“Let us cherish and love old age; for it is full of pleasure if one knows how to use it.” – Seneca
The other day I had the great pleasure of sitting next to a women that was many years my senior. While I was familiar with this woman from previous engagements, I hadn’t spent much time getting to know her personally and admittedly had some preconceived notions that her character was that of a “sweet old woman”.
Within a few moments of sitting next to her, she began to grill me on why I didn’t have any coffee cake? Everyone else at the table had coffee cake, and the fact that I had none was unacceptable. Even after I offered that I had just eaten a scone, my excuses were ignored because a scone isn’t coffee cake and that was before, and this is now.
Several other women joined in the chorus demanding that I try the coffee cake, so I submitted. Afterall, if it was half as good as they were saying, I would have regretted not at least having a bite. When I returned to the table with my coffee cake in hand, I noticed that everyone else at the table had cleared their plates.
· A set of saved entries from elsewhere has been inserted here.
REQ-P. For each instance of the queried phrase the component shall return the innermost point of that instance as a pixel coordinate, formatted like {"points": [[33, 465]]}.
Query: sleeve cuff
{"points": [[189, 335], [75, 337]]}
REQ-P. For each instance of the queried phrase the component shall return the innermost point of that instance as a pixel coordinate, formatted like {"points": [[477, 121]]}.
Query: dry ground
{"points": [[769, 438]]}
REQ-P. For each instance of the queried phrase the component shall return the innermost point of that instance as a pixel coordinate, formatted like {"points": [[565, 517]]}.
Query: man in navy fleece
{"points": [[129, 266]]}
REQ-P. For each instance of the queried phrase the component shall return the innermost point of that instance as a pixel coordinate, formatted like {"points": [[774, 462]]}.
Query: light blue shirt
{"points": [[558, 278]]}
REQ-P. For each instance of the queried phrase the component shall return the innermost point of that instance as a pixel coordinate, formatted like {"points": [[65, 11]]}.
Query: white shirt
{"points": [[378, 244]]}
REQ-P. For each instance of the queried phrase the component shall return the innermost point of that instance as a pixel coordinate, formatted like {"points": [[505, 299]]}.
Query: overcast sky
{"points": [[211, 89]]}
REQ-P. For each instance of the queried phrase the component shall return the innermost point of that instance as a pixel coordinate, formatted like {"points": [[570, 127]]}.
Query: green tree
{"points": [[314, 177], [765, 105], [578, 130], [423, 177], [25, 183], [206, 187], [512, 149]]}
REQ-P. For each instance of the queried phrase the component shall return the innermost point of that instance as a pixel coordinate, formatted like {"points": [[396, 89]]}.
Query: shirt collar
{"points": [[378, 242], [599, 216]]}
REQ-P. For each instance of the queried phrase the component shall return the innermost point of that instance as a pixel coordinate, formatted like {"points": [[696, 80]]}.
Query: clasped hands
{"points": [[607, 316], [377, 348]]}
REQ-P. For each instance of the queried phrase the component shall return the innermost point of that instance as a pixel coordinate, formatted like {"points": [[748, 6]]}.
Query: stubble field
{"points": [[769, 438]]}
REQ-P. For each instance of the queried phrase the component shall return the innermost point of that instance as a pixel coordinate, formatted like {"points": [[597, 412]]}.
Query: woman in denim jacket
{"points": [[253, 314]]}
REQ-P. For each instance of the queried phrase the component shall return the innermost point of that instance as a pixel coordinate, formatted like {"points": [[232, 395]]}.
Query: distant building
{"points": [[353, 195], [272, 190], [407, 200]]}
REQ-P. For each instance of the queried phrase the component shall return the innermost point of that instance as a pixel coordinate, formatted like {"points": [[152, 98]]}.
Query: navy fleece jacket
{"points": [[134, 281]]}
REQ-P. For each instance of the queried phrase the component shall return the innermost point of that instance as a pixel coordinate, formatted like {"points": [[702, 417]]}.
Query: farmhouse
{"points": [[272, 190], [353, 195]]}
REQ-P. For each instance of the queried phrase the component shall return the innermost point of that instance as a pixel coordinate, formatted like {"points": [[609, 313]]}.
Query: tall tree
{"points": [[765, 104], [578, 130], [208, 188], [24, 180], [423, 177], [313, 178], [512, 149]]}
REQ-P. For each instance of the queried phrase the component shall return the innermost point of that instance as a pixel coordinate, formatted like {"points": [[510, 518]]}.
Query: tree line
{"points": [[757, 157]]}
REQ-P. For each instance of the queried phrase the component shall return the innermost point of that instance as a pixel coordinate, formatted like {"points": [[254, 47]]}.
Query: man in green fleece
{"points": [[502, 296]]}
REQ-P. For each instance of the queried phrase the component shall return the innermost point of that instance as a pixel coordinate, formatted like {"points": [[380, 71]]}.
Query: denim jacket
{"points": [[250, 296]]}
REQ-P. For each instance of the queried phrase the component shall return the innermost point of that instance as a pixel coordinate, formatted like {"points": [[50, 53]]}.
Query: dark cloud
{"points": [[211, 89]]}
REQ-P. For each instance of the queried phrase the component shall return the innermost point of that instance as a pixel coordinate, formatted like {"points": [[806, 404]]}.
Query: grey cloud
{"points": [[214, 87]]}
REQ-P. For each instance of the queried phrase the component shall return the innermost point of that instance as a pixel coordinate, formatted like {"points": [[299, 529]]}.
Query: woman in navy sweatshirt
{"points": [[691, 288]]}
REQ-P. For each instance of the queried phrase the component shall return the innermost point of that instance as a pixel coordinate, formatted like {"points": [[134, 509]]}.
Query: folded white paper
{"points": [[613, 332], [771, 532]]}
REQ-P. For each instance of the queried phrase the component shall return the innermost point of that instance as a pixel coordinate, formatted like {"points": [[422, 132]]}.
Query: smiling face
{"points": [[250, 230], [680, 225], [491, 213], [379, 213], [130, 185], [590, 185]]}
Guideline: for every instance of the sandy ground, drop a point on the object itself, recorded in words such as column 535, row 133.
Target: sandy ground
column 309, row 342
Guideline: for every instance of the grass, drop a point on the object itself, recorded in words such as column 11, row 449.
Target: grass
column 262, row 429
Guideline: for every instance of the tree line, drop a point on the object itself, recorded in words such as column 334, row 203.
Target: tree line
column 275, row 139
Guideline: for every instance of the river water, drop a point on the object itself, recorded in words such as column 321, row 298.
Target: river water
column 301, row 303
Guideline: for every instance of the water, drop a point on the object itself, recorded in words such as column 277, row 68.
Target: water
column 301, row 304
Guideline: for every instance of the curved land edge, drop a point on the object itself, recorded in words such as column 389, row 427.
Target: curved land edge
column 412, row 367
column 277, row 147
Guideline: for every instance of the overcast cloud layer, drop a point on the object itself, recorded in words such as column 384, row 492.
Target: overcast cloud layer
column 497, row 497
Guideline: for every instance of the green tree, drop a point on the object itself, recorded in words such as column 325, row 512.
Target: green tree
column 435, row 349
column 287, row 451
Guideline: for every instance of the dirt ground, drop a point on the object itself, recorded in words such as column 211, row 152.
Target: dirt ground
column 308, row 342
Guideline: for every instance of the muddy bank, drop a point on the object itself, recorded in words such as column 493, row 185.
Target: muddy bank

As the program started, I took a bite of the coffee cake, and it was indeed very good. But I was already full and certainly didn’t want the sugar in my system, so I stopped after one bite and left the plate in front of me. As I shifted my attention to the speaker, I turned to see that the woman next to me was now wearing sunglasses. I remember wishing I had brought my sunglasses because it was indeed a bit too bright in the room. Then the women leaned in and said she wanted my coffee cake.
We were immediately called out for being disruptive. It was in the most lovingly of ways, but nevertheless, it was clear that we should not be talking amongst ourselves and that our eyes belonged on the speaker. I whispered to the woman to take the cake and started to push it towards her. She refused and pushed it back.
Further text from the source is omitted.